Fine print

This is my personal web site and does not represent the views of any of my past, present or future clients, employers, friends or acquaintances.  Where ever feasible I will attempt to  attribute credit where credit is due.  However I have been an avid reader since I was in kindergarten, and I have worked with literally hundreds of amazing people over the course of my career and I do not promise to remember the source of every idea that now comes into my mind. If you see something you think should be attributed to you or someone else, please drop me a line and where feasible I will attempt to correct any injustice done on this site.

In the area of Data Warehousing I would like to acknowledge Bill Inmon and Claudia Imhoff. On my first data warehouse engagement as a consultant for HP Consulting, “Building the Data Warehouse” by W.H. Inmon was my first introduction to the field.  Later as a consultant with Intelligent Solutions, Claudia and her associates provided invaluable training, mentoring and experience.

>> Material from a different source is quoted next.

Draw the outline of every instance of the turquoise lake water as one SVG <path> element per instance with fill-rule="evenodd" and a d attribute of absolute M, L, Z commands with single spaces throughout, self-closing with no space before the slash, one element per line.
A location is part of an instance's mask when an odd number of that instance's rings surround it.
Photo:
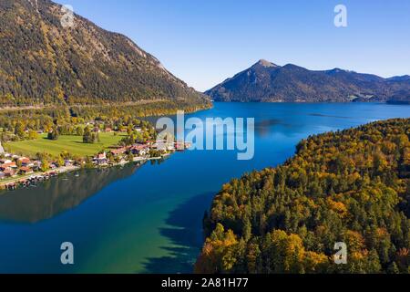
<path fill-rule="evenodd" d="M 185 151 L 160 162 L 82 171 L 0 193 L 0 273 L 191 272 L 203 214 L 223 183 L 283 162 L 311 134 L 410 117 L 410 106 L 215 103 L 192 116 L 255 118 L 254 158 Z M 74 265 L 60 263 L 67 241 Z"/>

In the area of Oracle database performance my bible has been Guy Harrison’s “Oracle High-Performance Tuning” and later his “Oracle Performance Survival Guide”.  The knowledge transferred by Guy’s books has allowed me to routinely provide breakthrough performance improvements for my clients database environments.

In the area of Star Schema design I would like to acknowledge the works of Ralph Kimball and associates, especially their books; “The Data Warehouse Lifecycle Toolkit” and “The Data Warehouse ETL Toolkit”.

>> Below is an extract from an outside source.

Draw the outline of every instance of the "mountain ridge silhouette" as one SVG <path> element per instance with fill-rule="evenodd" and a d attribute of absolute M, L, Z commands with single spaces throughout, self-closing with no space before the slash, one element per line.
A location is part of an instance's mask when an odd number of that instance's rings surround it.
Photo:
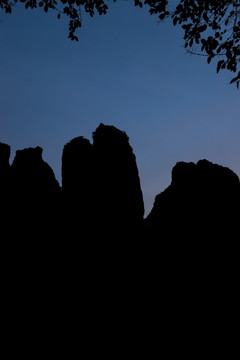
<path fill-rule="evenodd" d="M 56 228 L 55 213 L 61 224 L 68 224 L 64 233 L 70 231 L 71 236 L 81 226 L 85 231 L 95 227 L 94 233 L 99 229 L 99 234 L 109 236 L 114 236 L 116 229 L 123 235 L 132 228 L 133 236 L 136 232 L 158 237 L 173 236 L 174 223 L 179 228 L 185 224 L 187 232 L 189 227 L 206 230 L 207 226 L 213 232 L 213 222 L 226 222 L 227 231 L 237 223 L 239 178 L 229 168 L 206 159 L 196 164 L 176 163 L 171 184 L 156 195 L 144 218 L 136 157 L 124 131 L 100 123 L 92 144 L 82 136 L 65 144 L 62 186 L 43 161 L 42 152 L 39 146 L 17 150 L 10 165 L 10 146 L 0 143 L 1 196 L 6 209 L 10 199 L 19 226 L 24 219 L 16 209 L 21 207 L 24 218 L 36 226 L 36 218 L 38 221 L 46 212 L 46 224 L 51 228 L 53 221 Z"/>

And I would be remiss if I did not acknowledge my first data modeling instructor, William G. Smith.  His class “Applied Data Modeling” which I took in 1992 changed the course of my career.  It was as if a light had been turned on in a dark room.  As an Electrical Engineering student I frequently designed and modeled electrical circuits with Computer Aided Design (CAD) tools.  Being able to draw a concise picture of the data I was working with as well as the relationships between those pieces of data was transformational, a quantum leap forward in my ability to understand, document, and then design or redesign systems that were intuitive to use, easy to load and ran quickly when queried.